Viewing 3 replies - 1 through 3 (of 3 total)
  • Hint: Take a look at the output of:
    SELECT * FROM wp_options WHERE option_name = 'cron'\G

    If you’re issue is anything like ours, you probably have tens of thousands of dsq_sync_forum cron jobs schedule – one triggered every page hit, 5 minutes from when it was hit. At some point, you won’t be able to clear the jobs quickly enough, and your website will be brought to its knees.

    Maybe try this patch (which I’m currently in the process of testing):

    Index: disqus.php
    ===================================================================
    --- disqus.php	(revision 1214695)
    +++ disqus.php	(working copy)
    @@ -511,7 +511,9 @@
                         }
                     } else {
                         $ts = time() + 300;
    -                    wp_schedule_single_event($ts, 'dsq_sync_forum');
    +                    if (!wp_next_scheduled('dsq_sync_forum')) {
    +                        wp_schedule_event($ts, 'hourly', 'dsq_sync_forum');
    +                    }
                         die('// sync scheduled');
                     }
                 break;

    That should slow down the Disqus syncs to one per hour max, which I imagine is more than enough.

    Having this issue as well, How did the patch work out?

    The Disqus devs wouldn’t accept a PR because they don’t want everyone running low traffic websites to have their blog hit the Disqus servers every hour if they didn’t even receive any hits.
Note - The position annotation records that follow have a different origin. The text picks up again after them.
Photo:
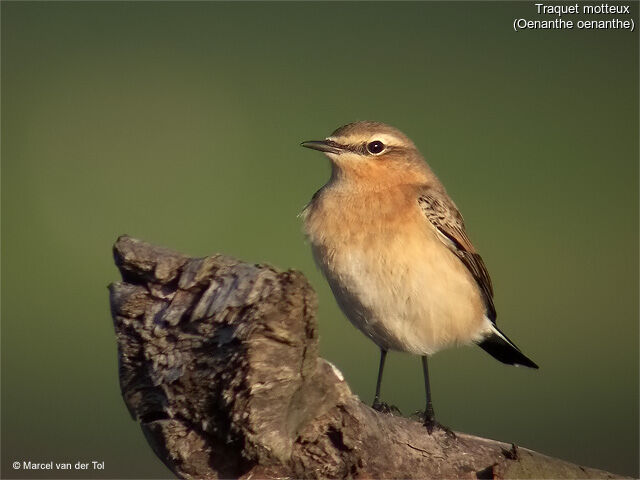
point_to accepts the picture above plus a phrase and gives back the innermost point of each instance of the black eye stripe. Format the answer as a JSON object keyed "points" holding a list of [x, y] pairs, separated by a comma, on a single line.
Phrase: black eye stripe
{"points": [[375, 147]]}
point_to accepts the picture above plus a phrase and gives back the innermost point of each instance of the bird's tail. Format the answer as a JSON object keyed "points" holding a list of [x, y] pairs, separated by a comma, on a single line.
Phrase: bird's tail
{"points": [[501, 348]]}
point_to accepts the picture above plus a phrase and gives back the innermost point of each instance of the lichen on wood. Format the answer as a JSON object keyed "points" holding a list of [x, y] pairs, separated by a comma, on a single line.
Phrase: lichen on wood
{"points": [[218, 362]]}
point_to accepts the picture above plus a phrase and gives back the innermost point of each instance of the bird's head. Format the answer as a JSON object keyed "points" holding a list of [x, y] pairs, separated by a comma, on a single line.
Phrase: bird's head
{"points": [[372, 154]]}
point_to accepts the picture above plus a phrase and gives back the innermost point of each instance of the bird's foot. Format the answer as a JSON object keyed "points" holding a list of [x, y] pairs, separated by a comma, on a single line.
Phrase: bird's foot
{"points": [[385, 408], [431, 424]]}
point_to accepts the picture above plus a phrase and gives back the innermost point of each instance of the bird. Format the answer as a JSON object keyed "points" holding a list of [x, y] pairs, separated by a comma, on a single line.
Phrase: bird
{"points": [[394, 249]]}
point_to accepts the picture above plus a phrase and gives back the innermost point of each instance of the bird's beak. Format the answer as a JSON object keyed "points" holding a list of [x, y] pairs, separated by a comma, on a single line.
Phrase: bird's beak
{"points": [[326, 146]]}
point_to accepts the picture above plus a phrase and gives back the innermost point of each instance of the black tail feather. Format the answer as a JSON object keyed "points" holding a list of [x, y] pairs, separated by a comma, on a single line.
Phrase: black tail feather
{"points": [[502, 349]]}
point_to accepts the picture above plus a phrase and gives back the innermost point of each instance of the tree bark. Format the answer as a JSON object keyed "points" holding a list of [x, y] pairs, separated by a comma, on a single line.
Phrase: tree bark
{"points": [[218, 361]]}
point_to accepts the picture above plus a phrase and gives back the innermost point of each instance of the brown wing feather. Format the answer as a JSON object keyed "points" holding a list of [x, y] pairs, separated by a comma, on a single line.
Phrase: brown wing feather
{"points": [[445, 217]]}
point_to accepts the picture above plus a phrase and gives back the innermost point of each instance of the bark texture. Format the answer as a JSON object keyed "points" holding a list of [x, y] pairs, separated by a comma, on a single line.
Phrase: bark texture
{"points": [[218, 362]]}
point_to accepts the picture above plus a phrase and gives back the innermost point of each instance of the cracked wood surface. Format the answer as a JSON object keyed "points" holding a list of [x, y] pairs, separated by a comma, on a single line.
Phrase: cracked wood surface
{"points": [[218, 362]]}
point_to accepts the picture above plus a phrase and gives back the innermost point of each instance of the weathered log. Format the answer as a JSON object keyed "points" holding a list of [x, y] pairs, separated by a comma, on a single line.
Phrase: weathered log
{"points": [[219, 364]]}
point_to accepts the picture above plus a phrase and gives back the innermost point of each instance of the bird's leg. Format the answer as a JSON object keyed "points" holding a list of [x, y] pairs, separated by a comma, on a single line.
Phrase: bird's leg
{"points": [[429, 416], [377, 404], [383, 357]]}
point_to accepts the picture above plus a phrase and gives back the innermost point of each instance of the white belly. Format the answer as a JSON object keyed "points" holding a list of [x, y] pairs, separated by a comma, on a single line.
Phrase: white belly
{"points": [[407, 292]]}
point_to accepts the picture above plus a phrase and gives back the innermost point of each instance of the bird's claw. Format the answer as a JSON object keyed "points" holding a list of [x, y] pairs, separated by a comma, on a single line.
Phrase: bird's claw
{"points": [[431, 424], [385, 408]]}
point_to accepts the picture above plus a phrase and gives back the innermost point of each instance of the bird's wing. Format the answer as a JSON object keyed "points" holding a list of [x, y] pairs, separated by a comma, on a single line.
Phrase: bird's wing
{"points": [[445, 217]]}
That’s a fair point, but it sucks for high-traffic websites that are getting destroyed in the meantime (and probably hurting the Disqus servers more overall anyway). I’m quite amazed they haven’t addressed the issue themselves by now, given they now know their plugin is causing big issues for people using it.

    Having said that, I don’t think the above approach was completely reliable. I think this may have been related to a conflict somewhere with W3 Total Cache, but didn’t spend more time than necessary investigating.

    In the end, I commented out the entire sync_comments case statement section from disqus.php, and modified scripts/import-comments.php to write to syslog instead of stdout. I then call that import-comments.php script directly via a cron job on one (and only one) of our app servers. I also had to comment out the unused DummyWP_Object_Cache class from lib/wp-cli.php for this to work properly. This approach seems to be working quite well.